Appili has performed an additional experiment with non-human primates that were challenged 365 days post-vaccination and analysis from that study is currently ongoing. Once that is complete, we anticipate the initiation of pivotal animal studies as well as Phase 1 human studies potentially starting in 2022.

Since it is no longer acceptable to test the efficacy of a tularemia vaccine in a human population, ATI-1701 is being developed via the FDA Animal Rule. Products developed via this pathway are required to show efficacy in two animal models, one of which being a non-human primate, along with safety in a healthy adult population.

The development of ATI-1701 has been supported through grants received from the US Department of Defense (DoD) Defense Threat Reduction Agency (DTRA), including a US$6.3M grant that was awarded in October 2020 to support advanced development and manufacturing of the vaccine.

ATI-1503 Update

The ATI-1503 program is devoted to developing antibiotic compounds that target Gram-negative bacteria, including CDC priority pathogens such as Enterobacteriaceae, Acinetobacter, and Pseudomonas. The program is based off of negamycin, a naturally occurring compound that shows activity against Gram-negative bacteria.

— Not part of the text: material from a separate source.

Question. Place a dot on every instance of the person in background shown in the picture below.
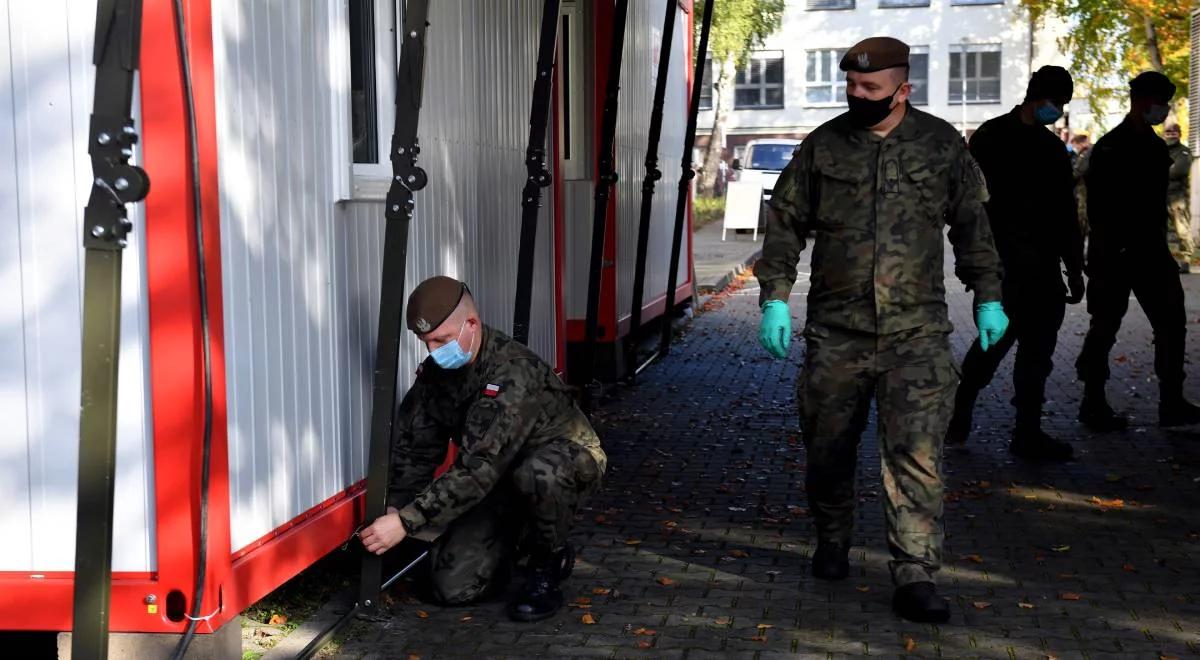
(1032, 214)
(1179, 228)
(1127, 252)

Negamycin was originally isolated from cultures of Streptomyces purpeofuscus where it showed activity in immunocompetent mouse models of sepsis caused by Gram-negative pathogens such as P. aeruginosa and Klebsiella Pneumoniae (Hamada et al., 1970). It exerts its antibiotic effect by targeting protein synthesis (Mizuno et al., 1970). Negamycin has a number of positive attributes, however the compound itself is not potent enough for development as an antibiotic, with minimum inhibitor concentration (MIC) values of 16-64 μg/mL. To improve upon its characteristics, researchers at AstraZeneca produced analogues of negamycin and a lead compound was identified that showed 4-fold improvement in MIC against a panel of 100 clinical isolates of P. aeruginosa (McKinney et al., 2015).

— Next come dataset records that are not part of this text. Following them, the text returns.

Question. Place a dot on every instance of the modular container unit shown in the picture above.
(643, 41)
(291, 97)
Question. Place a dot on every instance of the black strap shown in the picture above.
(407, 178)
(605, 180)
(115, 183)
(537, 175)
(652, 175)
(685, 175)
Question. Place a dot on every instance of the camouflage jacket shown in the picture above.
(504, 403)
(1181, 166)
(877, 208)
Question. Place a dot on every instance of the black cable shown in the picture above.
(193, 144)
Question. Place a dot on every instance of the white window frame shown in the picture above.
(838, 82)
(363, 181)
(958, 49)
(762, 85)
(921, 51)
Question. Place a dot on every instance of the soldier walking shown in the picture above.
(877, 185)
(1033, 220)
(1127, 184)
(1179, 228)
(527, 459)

Appili has identified two novel and structurally distinct lead molecules based on the negamycin scaffold, which each have low, single-digit MIC values against many Gram-negative bacteria. In addition, these compounds have shown in vivo proof-of-concept against Klebsiella and Escherichia. The compounds are continuing to be evaluated in multiple in vivo efficacy models, safety screening, and pharmacokinetic evaluations. The company is hopeful that a lead development compound can be identified in 2021.

ATI-1501 Update

ATI-1501 is a taste-masked liquid oral suspension formulation of the antibiotic metronidazole. This was the company’s initial R&D program initiated in the first quarter of 2015. Metronidazole is an antibiotic used to treat various protozoan and anaerobic bacterial infections, including giardiasis, trichomoniasis, and amebiasis (Freeman et al., 1997). It is a widely used antibiotic, with more than 10 million oral prescriptions written each year (IQVIA™ 2017).

In December 2019, Appili announced a commercial agreement with Saptalis Pharmaceuticals for ATI-1501, in which Appili will be eligible to receive multiple milestones and royalty payments based on the sale of ATI-1501 in the U.S. Saptalis will be responsible for overseeing the regulatory review, manufacturing, and preparation for the anticipated commercialization of ATI-1501 in the U.S. Saptalis is currently evaluating formulation options to maximize product stability and has requested a Type C meeting with the FDA to discuss potential adjustments to the formulation. We anticipate an NDA being filed in 2022.

Financial Update

On February 12, 2021, Appili announced financial results for the third quarter of fiscal year 2021, which ended December 31, 2020. Net loss for the three months ending December 31, 2020 was CAD$4.2 million, or CAD$0.07 per share, compared to a net loss of $1.2 million, or $0.04 per share, for the three months ending December 31, 2019.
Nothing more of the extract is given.